Friday, June 8, 2007

Women in Saudi

OK, even more so than usual, I am way, way out of my league on this one. But I have to mention it. One of the gripes I most frequently hear about Islamic countries is that women are deeply suppressed. The accusation rings true to me, I have to admit, based on my limited knowledge and experience. And I wrestle with the subject as I seek to consider how the apparent divide between between Islamic cultures and non-Islamic cultures might be bridged.

Not that I believe the US or Europe has addressed women's rights all that well, mind you. My experience is that women in the West do live and work under very thick glass ceilings (glass, yes, but ceilings nevertheless). And as a guy, I hear much more (subtly) anti-female commentary from other guys in the workplace than I would have thought possible based on the West's superior equal rights mythology. But it does seem to me that the language of equality has come a long way in many parts of the West - that suppression of women's rights has become more marginalized than it was, say, before the 1960s.
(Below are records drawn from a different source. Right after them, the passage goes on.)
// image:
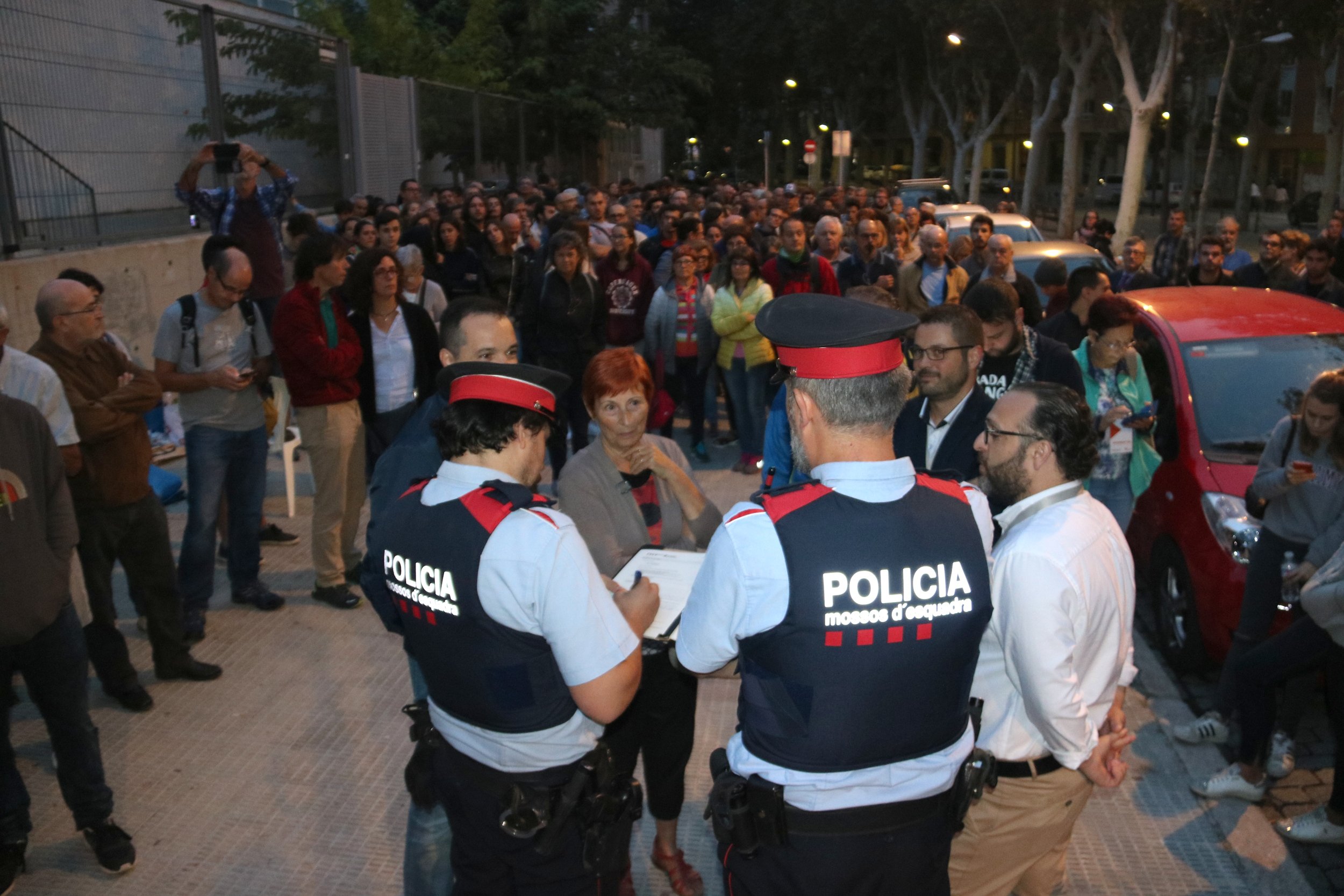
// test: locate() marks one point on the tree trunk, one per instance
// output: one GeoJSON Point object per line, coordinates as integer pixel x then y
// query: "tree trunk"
{"type": "Point", "coordinates": [1207, 184]}
{"type": "Point", "coordinates": [1254, 116]}
{"type": "Point", "coordinates": [1043, 114]}
{"type": "Point", "coordinates": [1334, 131]}
{"type": "Point", "coordinates": [1144, 108]}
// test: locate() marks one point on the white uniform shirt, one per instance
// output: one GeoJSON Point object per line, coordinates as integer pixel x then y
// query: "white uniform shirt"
{"type": "Point", "coordinates": [28, 379]}
{"type": "Point", "coordinates": [394, 364]}
{"type": "Point", "coordinates": [537, 577]}
{"type": "Point", "coordinates": [1061, 639]}
{"type": "Point", "coordinates": [744, 589]}
{"type": "Point", "coordinates": [936, 433]}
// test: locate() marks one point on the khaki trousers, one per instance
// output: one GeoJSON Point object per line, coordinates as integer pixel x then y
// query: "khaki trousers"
{"type": "Point", "coordinates": [1018, 835]}
{"type": "Point", "coordinates": [334, 437]}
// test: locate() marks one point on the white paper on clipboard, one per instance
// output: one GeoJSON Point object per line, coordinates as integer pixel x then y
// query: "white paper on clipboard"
{"type": "Point", "coordinates": [674, 572]}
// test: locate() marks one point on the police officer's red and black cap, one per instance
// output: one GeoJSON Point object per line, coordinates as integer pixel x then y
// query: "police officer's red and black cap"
{"type": "Point", "coordinates": [526, 386]}
{"type": "Point", "coordinates": [831, 338]}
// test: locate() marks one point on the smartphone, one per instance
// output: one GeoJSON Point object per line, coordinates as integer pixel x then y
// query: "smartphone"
{"type": "Point", "coordinates": [226, 157]}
Against that backdrop, I was intrigued by links on a Saudi news website, http://www.arabnews.com/. Check out the story from today (June 8) on women's futures, and the links on this webpage from earlier this year on the Top 20 Saudi Businesswomen and their successes. I suppose it is easy to put blurbs on the internet without effecting any real change. But if language and mythology are part of the way to advance a rights agenda, as I submit the West has seen, then perhaps these webpages are to be praised, at least a little? After all, it would be just as easy to effectuate no change without these webpages.